I probably should not take it upon myself to write a piece about flash fiction, since I’ve just broken into it in the last couple of years, but what the heck?
Flash fiction is difficult because it’s between 300 and 1000 words (depending on whose definition you’re using), but it needs to tell a story in its own right. But of course, you can’t just tell a story in 300-1000 words and call it flash fiction – that would go against the oft-repeated “show, don’t tell” rule.
And flash fiction has to contain the intensity of a novel in the space of a few paragraphs, hence the title of this post: A white dwarf is a star with the mass of our sun contained in a celestial body the size of the earth. (For those of you who don’t understand what a big deal this is, 1.3 million earths could fit inside the sun.) It’s so dense that a teaspoon-full of white dwarf material would weigh several tons on earth. When I was thinking about this post the other day, I thought about how flash fiction would be considered extremely dense in astronomy terms – but in literary terms, of course, you never want your piece to be called “dense.”

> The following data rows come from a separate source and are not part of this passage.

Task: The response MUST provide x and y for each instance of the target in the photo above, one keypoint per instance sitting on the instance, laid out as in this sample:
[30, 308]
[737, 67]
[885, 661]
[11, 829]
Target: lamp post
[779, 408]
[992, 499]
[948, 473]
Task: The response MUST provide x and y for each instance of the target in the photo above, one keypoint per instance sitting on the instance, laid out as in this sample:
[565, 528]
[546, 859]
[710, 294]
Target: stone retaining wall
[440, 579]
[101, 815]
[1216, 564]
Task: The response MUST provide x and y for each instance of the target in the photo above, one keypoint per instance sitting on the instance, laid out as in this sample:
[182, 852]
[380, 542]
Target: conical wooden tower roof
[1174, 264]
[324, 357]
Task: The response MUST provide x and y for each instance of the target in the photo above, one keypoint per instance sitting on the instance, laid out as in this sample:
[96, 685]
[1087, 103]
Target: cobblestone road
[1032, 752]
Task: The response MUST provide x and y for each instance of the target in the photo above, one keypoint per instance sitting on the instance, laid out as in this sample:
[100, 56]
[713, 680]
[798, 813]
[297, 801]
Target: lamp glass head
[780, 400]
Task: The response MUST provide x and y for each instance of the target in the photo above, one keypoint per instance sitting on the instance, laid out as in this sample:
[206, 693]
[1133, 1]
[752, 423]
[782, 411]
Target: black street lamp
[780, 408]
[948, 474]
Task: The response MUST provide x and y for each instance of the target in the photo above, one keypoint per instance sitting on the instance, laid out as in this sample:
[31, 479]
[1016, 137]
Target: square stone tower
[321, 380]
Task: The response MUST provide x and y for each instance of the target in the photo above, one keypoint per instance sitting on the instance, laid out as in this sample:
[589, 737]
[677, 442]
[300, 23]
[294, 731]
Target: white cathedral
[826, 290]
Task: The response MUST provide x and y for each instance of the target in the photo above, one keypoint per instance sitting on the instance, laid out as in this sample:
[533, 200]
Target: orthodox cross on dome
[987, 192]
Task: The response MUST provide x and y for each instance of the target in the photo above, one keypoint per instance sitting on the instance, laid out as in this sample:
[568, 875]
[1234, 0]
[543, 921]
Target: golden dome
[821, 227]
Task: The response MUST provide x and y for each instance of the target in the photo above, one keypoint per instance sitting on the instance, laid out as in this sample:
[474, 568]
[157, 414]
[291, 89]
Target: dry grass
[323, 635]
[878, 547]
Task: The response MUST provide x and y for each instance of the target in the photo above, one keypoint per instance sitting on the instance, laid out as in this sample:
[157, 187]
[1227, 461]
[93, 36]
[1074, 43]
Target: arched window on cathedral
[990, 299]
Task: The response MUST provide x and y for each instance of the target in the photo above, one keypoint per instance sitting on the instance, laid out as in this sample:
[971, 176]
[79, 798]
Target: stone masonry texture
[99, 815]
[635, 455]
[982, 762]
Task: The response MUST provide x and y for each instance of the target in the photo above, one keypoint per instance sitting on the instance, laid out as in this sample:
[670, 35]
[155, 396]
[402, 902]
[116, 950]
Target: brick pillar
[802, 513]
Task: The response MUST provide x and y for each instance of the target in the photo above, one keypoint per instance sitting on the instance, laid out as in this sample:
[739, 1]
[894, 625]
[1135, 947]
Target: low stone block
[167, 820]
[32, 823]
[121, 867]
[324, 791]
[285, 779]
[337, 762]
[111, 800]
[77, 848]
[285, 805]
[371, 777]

So I decided to use the metaphor of the white dwarf instead. In case you were wondering.
So, back to flash fiction.
The best definition I’ve found for flash fiction is a story told through a single important moment. I don’t remember where I heard this definition, but I think it’s a good one. A couple examples that I think are awesome:
- “Mr. Sandman,” by our very own Jasmine. We see the MC sitting in her window, pondering about the sleeping-pill salesman who sold her some pills that kill her each night. Of course, this could be a novel, but it’s written as a very short piece that both ends in a satisfying, spine-chilling way and leaves you wanting more.
- “Train Man,” by Ruth on youngwriterssociety.com. This may be the most – I mean, I really just want to say “the best piece of literature I’ve ever read,” and this is just a girl on YWS who, as far as I know, is not yet published. Anyway, the story is told from the first-person POV of a train passenger in Great Britain, who realizes that the polite man, the affectionate father, sitting across from him is a suicide bomber. It’s the most mind-blowing moment of any story I have ever read, when the train pulls away and the narrator, looking back out the window, sees the man open his jacket in the train station to reveal a bomb strapped to his chest. And this piece is only 199 words. WOW.
Basically, my plan of attack for flash fiction is: Pick a single moment or event, dramatize the most important part of it, and end it with a whammy. If I may be permitted to use yet another metaphor, a flash fiction piece is the epigram of prose. (For those of you who don’t know what an epigram is, read this.)
Try it out. Write something under a thousand words, then work your way down – under five hundred, under three hundred, perhaps even under one hundred. See what you can come up with. Even if you don’t write a piece of flash fiction that you feel you can be proud of, flash fiction writing can help slim down your other works and make them more succinct.